Key measures of the Boyer government.
Social and Legal Measures:
Dominican Reaction. The Boyer declarations elicited repudiation from the majority of the population in the eastern part of the island. On one hand, the confiscation and distribution of land seemed limiting due to the communal tenancy of lands without exact limits, as well as the group of rights of possession, division, use, sale and participation that had been in effect since the colonial era made it difficult to determine the actual owners and the rights of each. On the other hand, the attempt to impose agriculture for exportation found opposition among large landowners and small peasants that, for the majority, were accustomed to living from the cattle ranch, on subsistence farming and, to a lesser extent, from logging.

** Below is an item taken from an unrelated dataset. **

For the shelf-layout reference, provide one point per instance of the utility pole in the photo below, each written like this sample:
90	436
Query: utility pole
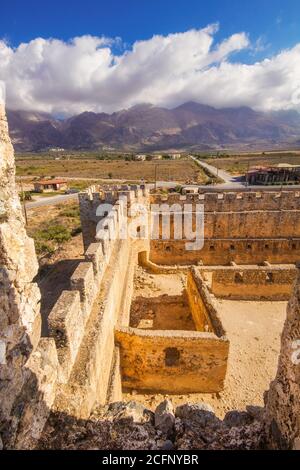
24	205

The opposition to the Catholic Church, most affected by the confiscation of lands and goods, and the direct hit to the Archbishop Pedro de Valera, also had repercussions in the majority of the population, which saw in this and other measures (limitation of the celebration of religious festivities, prohibition of cock fighting and gambling, obligatory agricultural labor, no use of Spanish in official acts and documents, closure of the university and military recruitment of all young men) a group of policies that contradicted their nationalist sentiments.
The grievance increased due to the economic measures and fiscal obligations imposed on the eastern half of the island to pay the sum of 150 million francs in compensation for the harm caused by the war for Haitian independence. The fine was demanded by France solely from the inhabitants of the French part of the island of Santo Domingo.